Spotlight on Pension Consolidation

Jessica Amodio
Partner & Independent Financial Adviser at GDA

If you have accumulated a few pension plans over the course of your career, it can be difficult to keep on top of what you have and how they are each performing. Each of your employers may have provided you with access to a workplace pension plan, and you might have also started personal pension plans for yourself, particularly if you’ve been self-employed at some point. This means you could end up with a number of different pension plans with a few different providers. It’s usually possible to combine your pension plans into one pot, but there are things to consider before you do so.

Combining your pension plans could benefit you by:

Providing lower charges
Every pension plan has its own set of charges and you may find that you can save some money by only having one set of fees.

Keeping things simple
Having one pension plan means that you can cut down on the paperwork associated with managing your plan. You have one log-in, and one point of contact for any administration tasks such as changing your address. This means that you can easily make sure you are on track to meet your retirement goals.

Greater opportunities
Combining your pension plans means that your pension value is greater, this can allow you to access discounts on your fees. Moving to a single pension provider can also allow you to choose a provider who gives you access to a wider range of investment funds.

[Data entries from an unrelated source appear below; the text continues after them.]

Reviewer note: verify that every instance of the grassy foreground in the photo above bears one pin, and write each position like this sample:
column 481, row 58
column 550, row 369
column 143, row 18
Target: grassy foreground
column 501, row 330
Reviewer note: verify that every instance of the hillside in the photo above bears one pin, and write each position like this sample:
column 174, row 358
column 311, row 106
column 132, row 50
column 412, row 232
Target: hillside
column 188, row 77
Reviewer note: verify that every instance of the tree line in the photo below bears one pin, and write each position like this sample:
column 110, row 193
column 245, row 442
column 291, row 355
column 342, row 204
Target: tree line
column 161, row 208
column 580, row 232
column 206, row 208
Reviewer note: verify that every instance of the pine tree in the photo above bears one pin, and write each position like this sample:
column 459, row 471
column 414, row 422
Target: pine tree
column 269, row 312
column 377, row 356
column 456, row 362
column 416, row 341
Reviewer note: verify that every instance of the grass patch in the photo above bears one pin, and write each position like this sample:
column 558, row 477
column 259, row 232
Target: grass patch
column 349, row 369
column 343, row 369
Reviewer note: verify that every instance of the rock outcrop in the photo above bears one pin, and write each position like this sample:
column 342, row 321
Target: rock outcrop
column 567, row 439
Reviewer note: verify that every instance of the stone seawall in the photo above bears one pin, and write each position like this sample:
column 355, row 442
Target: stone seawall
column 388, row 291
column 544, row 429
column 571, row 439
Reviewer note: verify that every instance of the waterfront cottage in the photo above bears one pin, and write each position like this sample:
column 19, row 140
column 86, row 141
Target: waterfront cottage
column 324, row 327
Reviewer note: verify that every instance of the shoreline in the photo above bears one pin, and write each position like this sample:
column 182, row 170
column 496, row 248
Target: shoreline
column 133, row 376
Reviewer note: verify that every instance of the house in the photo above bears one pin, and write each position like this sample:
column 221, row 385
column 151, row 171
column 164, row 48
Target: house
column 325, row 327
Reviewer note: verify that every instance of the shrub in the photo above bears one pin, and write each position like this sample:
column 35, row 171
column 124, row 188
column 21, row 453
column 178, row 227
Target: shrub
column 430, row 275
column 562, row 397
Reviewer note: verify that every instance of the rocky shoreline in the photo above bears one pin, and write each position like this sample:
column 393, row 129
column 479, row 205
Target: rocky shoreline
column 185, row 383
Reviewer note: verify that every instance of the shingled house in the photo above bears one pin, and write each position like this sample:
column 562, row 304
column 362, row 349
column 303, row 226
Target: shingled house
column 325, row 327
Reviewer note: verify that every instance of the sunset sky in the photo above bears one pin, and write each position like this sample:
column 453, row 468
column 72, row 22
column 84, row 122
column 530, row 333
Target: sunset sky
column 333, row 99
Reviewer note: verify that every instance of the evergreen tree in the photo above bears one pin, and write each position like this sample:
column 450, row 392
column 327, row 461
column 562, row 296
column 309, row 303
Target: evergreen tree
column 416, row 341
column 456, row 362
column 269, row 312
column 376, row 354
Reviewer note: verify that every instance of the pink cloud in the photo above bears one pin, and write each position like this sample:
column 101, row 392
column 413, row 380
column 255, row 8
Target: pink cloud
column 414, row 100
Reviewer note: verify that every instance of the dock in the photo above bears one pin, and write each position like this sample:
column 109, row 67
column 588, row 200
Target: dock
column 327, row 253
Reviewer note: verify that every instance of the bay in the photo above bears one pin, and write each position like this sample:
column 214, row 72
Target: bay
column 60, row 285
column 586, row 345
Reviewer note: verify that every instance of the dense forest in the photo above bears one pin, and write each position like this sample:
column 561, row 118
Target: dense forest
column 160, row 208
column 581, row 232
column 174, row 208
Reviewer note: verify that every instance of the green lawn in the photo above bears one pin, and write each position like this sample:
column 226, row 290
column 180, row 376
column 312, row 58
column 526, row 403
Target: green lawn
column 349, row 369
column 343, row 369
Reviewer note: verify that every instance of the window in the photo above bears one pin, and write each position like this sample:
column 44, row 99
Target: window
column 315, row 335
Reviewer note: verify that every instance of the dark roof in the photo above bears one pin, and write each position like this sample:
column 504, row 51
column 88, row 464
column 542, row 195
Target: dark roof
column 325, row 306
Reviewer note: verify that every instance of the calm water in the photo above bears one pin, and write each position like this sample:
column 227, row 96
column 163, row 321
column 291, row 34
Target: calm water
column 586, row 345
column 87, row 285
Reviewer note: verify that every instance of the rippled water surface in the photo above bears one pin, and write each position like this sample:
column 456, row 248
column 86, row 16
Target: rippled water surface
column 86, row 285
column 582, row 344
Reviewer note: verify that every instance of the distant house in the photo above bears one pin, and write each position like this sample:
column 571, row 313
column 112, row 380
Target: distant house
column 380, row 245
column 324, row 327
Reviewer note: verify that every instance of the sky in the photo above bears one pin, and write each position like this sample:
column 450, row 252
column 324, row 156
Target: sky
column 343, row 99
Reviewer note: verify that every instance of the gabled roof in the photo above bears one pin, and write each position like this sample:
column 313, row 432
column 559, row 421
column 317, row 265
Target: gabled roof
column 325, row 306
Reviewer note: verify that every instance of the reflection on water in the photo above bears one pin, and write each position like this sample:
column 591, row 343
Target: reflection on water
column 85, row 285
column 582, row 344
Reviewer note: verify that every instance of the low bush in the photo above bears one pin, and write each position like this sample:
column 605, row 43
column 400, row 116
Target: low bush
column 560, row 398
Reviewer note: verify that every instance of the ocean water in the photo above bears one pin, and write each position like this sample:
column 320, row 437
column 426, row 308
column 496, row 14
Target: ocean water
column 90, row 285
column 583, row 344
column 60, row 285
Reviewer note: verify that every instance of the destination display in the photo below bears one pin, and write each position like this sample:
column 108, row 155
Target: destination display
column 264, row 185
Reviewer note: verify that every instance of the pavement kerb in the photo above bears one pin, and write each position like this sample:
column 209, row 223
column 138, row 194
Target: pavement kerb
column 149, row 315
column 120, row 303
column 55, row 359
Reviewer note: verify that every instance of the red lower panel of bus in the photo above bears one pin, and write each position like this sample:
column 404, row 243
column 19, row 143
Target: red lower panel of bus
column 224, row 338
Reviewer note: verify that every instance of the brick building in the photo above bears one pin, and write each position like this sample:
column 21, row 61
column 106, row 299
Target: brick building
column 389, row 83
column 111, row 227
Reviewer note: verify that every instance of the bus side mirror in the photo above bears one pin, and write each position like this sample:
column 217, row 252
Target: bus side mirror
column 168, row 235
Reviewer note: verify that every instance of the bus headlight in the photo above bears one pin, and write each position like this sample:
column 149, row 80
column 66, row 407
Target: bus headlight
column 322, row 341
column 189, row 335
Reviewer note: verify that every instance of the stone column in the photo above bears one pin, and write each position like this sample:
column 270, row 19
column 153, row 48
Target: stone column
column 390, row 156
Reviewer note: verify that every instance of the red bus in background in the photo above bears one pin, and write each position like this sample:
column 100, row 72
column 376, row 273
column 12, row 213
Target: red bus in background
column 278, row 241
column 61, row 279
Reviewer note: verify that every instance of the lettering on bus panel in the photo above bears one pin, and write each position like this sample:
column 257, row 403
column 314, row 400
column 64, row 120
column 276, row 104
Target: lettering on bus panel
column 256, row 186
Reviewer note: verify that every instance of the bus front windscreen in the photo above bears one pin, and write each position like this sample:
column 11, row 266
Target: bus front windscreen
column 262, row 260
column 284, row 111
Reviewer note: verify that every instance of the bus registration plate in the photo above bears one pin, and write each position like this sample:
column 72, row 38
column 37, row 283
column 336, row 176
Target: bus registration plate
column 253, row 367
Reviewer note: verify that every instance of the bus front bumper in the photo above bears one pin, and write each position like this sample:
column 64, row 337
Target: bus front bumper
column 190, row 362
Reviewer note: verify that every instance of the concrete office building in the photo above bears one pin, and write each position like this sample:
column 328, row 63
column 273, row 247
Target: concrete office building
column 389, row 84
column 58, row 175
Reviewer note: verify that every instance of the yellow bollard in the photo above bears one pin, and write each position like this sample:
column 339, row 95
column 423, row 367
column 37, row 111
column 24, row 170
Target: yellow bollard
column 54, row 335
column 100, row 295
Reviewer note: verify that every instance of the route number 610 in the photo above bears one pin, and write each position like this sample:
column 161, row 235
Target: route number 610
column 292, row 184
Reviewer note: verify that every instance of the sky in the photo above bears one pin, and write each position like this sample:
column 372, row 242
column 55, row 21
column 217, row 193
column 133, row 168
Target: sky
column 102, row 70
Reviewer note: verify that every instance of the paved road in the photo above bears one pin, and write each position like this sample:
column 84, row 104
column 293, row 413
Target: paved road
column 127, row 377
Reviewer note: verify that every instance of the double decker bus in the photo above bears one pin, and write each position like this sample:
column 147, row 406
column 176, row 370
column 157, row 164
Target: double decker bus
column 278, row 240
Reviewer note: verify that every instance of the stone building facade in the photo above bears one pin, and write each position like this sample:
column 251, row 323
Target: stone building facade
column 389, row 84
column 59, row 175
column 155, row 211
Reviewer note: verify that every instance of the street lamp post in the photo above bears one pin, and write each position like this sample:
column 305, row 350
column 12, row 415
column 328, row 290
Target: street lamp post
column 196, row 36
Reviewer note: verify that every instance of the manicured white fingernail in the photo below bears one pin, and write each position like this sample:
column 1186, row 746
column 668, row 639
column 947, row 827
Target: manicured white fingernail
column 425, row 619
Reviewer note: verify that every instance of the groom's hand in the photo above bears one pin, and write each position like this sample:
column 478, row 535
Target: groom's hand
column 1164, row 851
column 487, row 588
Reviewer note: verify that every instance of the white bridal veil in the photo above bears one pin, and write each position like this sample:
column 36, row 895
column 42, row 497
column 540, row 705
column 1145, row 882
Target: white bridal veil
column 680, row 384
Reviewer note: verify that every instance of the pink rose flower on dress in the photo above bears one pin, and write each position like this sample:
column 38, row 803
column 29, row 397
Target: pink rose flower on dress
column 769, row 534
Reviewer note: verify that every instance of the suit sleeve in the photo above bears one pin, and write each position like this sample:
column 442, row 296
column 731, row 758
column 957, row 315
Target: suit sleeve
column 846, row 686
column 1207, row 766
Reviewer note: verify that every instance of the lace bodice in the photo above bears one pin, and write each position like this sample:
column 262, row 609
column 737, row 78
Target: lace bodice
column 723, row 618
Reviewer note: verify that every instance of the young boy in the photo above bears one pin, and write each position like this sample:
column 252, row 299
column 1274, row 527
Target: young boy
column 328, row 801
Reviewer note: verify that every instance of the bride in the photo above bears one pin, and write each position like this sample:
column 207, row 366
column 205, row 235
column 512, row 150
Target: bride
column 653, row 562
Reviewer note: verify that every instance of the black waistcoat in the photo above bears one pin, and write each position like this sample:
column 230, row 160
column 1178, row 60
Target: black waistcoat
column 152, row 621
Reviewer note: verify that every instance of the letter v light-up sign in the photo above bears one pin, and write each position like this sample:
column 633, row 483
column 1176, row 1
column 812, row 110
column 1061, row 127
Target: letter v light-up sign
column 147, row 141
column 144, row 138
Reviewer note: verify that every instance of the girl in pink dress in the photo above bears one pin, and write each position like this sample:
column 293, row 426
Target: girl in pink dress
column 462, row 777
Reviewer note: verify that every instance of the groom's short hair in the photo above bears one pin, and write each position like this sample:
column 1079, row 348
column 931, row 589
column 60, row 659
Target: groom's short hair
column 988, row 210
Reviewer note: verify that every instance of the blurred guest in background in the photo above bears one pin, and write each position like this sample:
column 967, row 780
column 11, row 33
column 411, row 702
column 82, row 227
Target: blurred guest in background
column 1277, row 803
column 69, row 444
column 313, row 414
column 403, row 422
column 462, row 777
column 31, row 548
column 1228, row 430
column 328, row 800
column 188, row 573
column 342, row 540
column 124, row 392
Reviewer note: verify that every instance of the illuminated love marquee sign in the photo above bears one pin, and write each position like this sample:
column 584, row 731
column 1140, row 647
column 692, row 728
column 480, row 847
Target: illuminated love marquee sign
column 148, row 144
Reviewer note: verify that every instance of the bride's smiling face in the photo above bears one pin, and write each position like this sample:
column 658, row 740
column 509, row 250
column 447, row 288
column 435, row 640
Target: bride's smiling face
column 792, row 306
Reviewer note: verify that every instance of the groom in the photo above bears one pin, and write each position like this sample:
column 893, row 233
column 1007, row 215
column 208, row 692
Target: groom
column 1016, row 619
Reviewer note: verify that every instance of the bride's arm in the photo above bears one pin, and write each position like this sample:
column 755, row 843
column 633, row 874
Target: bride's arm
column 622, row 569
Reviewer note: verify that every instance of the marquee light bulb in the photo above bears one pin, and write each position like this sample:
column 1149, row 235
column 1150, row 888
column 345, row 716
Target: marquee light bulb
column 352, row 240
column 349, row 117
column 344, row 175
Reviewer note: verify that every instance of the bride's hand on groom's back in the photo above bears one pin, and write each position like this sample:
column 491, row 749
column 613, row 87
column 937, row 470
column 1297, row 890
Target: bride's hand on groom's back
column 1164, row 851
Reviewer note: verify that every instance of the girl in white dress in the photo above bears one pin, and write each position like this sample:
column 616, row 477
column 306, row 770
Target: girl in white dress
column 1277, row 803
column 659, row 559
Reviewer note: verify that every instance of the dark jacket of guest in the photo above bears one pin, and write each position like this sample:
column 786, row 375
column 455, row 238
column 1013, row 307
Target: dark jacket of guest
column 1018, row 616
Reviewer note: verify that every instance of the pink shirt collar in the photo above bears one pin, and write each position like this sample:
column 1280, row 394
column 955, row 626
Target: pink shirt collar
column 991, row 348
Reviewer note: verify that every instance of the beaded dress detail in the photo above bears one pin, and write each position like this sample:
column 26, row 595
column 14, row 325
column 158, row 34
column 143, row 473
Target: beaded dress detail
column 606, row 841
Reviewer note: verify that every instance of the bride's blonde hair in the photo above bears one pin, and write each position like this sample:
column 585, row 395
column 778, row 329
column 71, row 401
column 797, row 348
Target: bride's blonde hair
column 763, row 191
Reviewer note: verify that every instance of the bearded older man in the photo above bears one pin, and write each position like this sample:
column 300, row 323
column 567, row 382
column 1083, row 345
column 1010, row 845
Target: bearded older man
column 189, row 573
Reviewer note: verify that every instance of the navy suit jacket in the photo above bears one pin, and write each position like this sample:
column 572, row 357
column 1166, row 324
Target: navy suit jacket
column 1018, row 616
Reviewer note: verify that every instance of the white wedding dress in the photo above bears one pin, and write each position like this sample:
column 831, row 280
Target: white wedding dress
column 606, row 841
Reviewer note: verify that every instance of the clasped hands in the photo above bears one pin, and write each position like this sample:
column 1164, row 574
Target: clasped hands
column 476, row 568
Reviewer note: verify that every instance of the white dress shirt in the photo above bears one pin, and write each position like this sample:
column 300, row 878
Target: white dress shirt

However, some of your existing pension plans might come with special benefits and guarantees that you would be giving up if you transferred your pension savings to a different scheme. For example, some ‘defined benefit’ or ‘final salary’ pensions entitle you to a certain level of income in your retirement. Other pension plans may have valuable guaranteed annuity rates. Additionally, you need to check for any penalties you may incur for transferring your pension plan, as well as checking whether the charges are currently more preferable than an alternative provider, and therefore worth keeping.

Whether you need a financial adviser to transfer your pension depends on the type of pension you have and its value. In some cases, you are legally required to get financial advice, while in others it's a matter of personal preference. An adviser is a valuable tool and our advisers are always happy to have an initial conversation to find out if it would be worthwhile for you.

This article isn’t personal advice. If you’re not sure whether a course of action is right for you, ask for financial advice.